Adem ve İblis Kıssasının Araf Suresi Bölümü İle İlgili Bir Değerlendirme

Adem ve İblis kıssası, Kur'anın 7 ayrı suresinde geçmekte olup , Mushaf dizilişine göre 2. olarak Araf s. içindeki Ayetlerde geçmektedir. Bu sure içinde geçen kısmı diğer surelerden farklı olarak, kıssa anlatıldıktan sonra devam eden Ayetlerde ki "Ey Adem oğulları" hitabı ile başlayan Ayetlerin , bu kıssanın sadece belli bir zaman ve mekan içinde değerlendirilmekten çok yaşayan bütün insanların kıssası olduğunu göstermesi açısından önemli mesajlar içermektedir.

Bu kıssa ile ilgili yorumlara bakıldığında, bir çok konuda müşkilat olduğu ve bu müşkilatların , Kur'an bağlamında değil zan ve İsrailiyyat bağlamında çözüme kavuşturulmaya çalışıldığını görmekteyiz. Kur'an geneline yayılmış olan bu kıssayı okurken dikkat edilmesi gereken hususları , "Adem ve İblis Kıssasını Okuma Klavuzu" başlıklı bir yazımızda değinmeye çalışmıştık.

İnsanların nasıl çoğaldığı sorusu herkes tarafından merak edilen bir soru olup , bu sorunun cevabının , bu kıssada verildiği düşüncesi ile bir takım yorumlar getirilmiştir. Meşhur olan yorum , ilk yaratılanın Adem ve eşi olması nedeniyle bunlardan olan çocukların çapraz vari evlilik yaparak çoğaldığı yorumudur. Bu yorum tabi ki problemli bir yorum olup , kardeş evliliğinin haram olması nedeniyle bunun mümkün olmadığı iddiası dile getirilmektedir.

Kardeş evliliği yorumuna karşı getirilen , bir başka yorum bu surenin 11. Ayetinde ," Andolsun ki, sizi yarattık, sonra size suret verdik. Sonra da, «Âdem'e secde ediniz,» diye meleklere emrettik, derhal secde ettiler. Ancak iblis, o secde edenlerden olmadı." şeklinde buyurulmasından hareketle Adem den önce yaratılmış olan İnsanlar var olduğu , çoğalmanın bu yolla gerçekleştiği yönünde iddiaların ortaya atıldığını görmekteyiz.

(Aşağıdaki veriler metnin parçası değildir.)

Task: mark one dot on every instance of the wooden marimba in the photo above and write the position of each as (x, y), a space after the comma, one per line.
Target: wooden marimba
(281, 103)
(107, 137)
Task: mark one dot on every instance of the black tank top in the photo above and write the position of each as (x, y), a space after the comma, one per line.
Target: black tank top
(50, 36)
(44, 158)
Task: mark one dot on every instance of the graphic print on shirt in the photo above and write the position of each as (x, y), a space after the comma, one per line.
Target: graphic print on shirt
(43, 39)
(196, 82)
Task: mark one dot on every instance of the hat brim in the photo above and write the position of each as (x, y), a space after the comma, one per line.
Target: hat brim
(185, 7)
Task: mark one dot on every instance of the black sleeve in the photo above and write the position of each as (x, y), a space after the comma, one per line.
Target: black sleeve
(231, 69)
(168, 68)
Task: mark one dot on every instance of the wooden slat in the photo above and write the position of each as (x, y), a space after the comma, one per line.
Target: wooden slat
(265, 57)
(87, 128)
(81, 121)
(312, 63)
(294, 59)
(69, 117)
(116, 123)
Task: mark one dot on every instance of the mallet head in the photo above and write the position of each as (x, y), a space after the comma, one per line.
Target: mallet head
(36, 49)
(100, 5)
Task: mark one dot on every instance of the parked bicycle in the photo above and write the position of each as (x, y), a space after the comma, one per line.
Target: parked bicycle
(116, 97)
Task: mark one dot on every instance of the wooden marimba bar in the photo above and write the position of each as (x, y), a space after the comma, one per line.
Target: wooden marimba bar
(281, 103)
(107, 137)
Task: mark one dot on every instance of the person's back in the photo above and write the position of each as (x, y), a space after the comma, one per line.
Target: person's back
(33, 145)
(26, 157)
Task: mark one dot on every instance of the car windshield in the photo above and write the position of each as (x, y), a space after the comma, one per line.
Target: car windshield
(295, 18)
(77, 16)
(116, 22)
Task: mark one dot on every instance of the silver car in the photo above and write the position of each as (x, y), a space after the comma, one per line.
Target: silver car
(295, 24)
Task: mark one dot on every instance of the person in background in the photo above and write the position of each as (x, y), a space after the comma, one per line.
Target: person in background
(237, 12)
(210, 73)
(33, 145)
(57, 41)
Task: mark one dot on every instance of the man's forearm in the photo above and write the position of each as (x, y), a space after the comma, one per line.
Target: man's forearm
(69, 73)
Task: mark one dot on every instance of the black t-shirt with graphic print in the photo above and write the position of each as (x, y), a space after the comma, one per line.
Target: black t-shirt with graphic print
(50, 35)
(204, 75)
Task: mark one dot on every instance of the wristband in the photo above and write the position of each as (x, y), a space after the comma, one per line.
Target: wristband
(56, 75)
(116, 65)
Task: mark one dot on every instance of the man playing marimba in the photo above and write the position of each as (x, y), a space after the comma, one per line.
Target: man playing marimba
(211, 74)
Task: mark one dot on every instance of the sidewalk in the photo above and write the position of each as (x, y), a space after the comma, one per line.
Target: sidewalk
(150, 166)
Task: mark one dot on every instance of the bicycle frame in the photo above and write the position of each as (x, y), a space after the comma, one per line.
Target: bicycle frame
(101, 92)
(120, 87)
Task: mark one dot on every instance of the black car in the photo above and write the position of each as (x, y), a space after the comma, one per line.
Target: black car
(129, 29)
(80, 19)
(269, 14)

Ancak bu veya başka surelerde "Ey Adem oğulları" şeklinde başlayan hitaplar bizlere , Adem den önce insanlar var olduğu iddiasının da doğru bir iddia olmadığını göstermektedir. Şayet Adem den önce İnsan nesli var olmuş olsaydı bu iddiayı ortaya atanlara , "Neden Ey Adem oğulları şeklinde hitapta bulunulduğu" sorusunun sorularak cevabının verilmesi istenmesi gerekirdi. 

Bu sorunun cevabı maalesef verilemezdi , çünkü "Ey Adem oğulları" şeklinde başlayan hitaplar, bizlerin atasının Adem olduğu yönündeki düşüncelerin daha doğru olduğunu göstermektedir. Bunu söylerken İnsan neslinin kardeş evliliği ile çoğaldığı iddialarının doğru olduğunu söylemek istemiyoruz.

Söylemek istediğimiz şu dur ; İnsan neslinin nasıl çoğaldığına dair Kur'anın net bir beyanı yoktur. Bu konu hakkında bize bilgi verilmemiş olup hakkında bilgi verilmeyen bir şeyin peşine düşülmektedir (17. 36). Ne kardeş evliliği ile ne de daha önce yaratılmış olan insanlar ile çoğaldığımıza dair Kur'an bize net bir bilgi vermemektedir , bu iddialar zanna dayanmakta olup , "Şu doğrudur" diyebileceğimiz iddialar değildir. 

Araf. s. 11. Ayetinde verilmek istenen mesaj , bu kıssanın bütün İnsanların kıssası olduğu mesajı olup, bu sure içinde Adem ile bizi özdeşleştirerek , başkası yaşamış gibi okumayın kendiniz için okuyun mesajıdır. 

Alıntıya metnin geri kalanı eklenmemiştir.